First notice that we can simplify by realising that 25 is 5 squared and 125 is 5 cubed so that we have

`5^(2(2x+3)) = 5^(3(2x+8)) ` implying (by multiplying out the brackets)

`5^(4x+6) = 5^(6x + 24) `

* At this stage, we could simply equate the power terms, since the base on each side (5) is the same, and solve for x*. However, if the bases weren't the same, the standard approach would be to take the logarithm of each side ('take logs'). So let's look at this. We can write that

`log[5^(4x+6)] = log[5^(6x+24)] `

When we 'take logs' the base is typically 10 or `e ` (the latter corresponding to the 'natural logarithm'). However, we can in fact choose any base we like. Now, since * the logarithm of a number is the power to which the base needs to be raised to obtain that number*, it is plain here that choosing

*would be sensible.
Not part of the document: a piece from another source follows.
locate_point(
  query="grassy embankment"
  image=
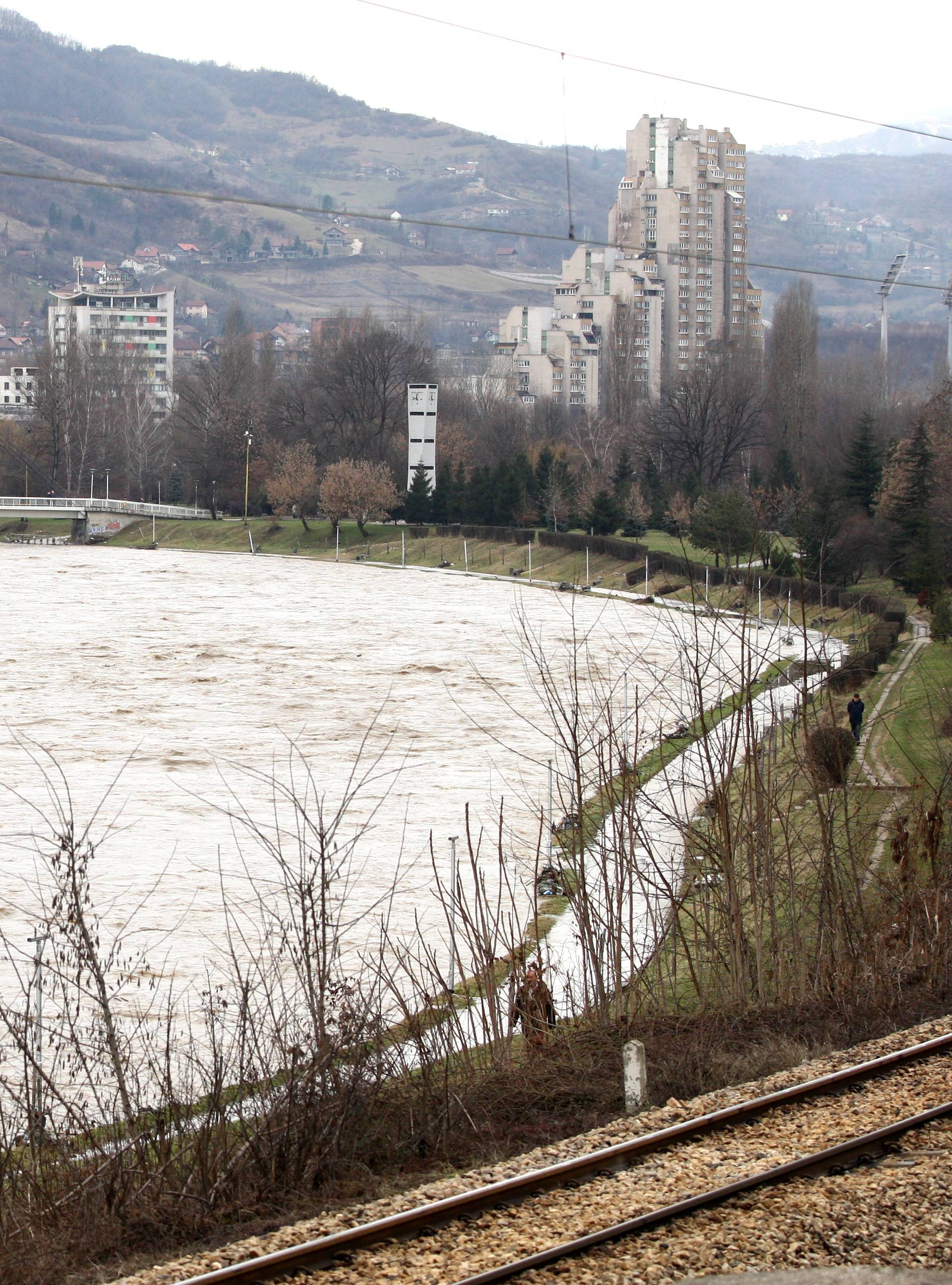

Taking the base of the logarithmic terms in the equation as 5, the terms on either side simplify to:*

**base 5**`log_5[5^(4x+6)] = 4x +6 ` since `5 ` must be raised to the power `4x+6 ` to obtain `5^(4x+6) `

and similarly

`log_5[5^(6x+24)] = 6x + 24 `

Equating these two sides of the equation we have that

`4x +6 = 6x + 24 `

Finally, gather terms in `x ` on the left-hand side of the equation and constant terms on the right-hand side, giving

`-2x = 18 ` that is

` x = -9` **answer**

`25^(2x+3)= 125^(2x+8) `

Applying log on both sides , we get :

`log(25^(2x+3))= log(125^(2x+8))`

= ` (2x+3)*log(25)= (2x+8)*log(125) `

= `(2x+3)*log(5^2)= (2x+8)*log(5^3)`

= `2*(2x+3)*log(5)= 3*(2x+8)*log(5)`

= ` 2*(2x+3)= 3*(2x+8)`

= 4x+6 =6x+24

= 2x= -18

x=-9

Given `25^(2x+3)=125^(2x+8)`

now first we need to make the bases equal , proceeding as follows

`5^(2(2x+3))=5^(3(2x+8))`

`5^(4x+6)=5^(6x+24)`

As the bases are now equal, so the powers can be equated as follows

`=> 4x+6 = 6x+24`

` => 4x-6x=24-6`

`=> -2x =18`

` => x = -9`

First 25^2x+3=5^2(2x+3)

second 125^2x+8=5^3(2x+8)

third cancelled the 5 and left the powers so it will be

2(2x+3)=3(2x+8)

4x+6=6x+24

-2x=18

-x=9

x=-9

25 2x+3 = 125 2x=8

First express 25 and 125 in terms of power that will make 25 = 5 to the power of 2 and 125 = 5 to the power of 3 when both the bases are equal then we can solve the sum as

LHS = 2(2x+3) = 4x +12

RHS = 3(2x+8) = 6x+24 Now equate both LHS and RHS which becomes

4x+12 = 6x+24 ; bring the variable to the same side

4x-6x = 24-12 = -2x = 12 then - x will be 12/-2 = -6 so when we cancel both the minus signs on both sides then x will be 6.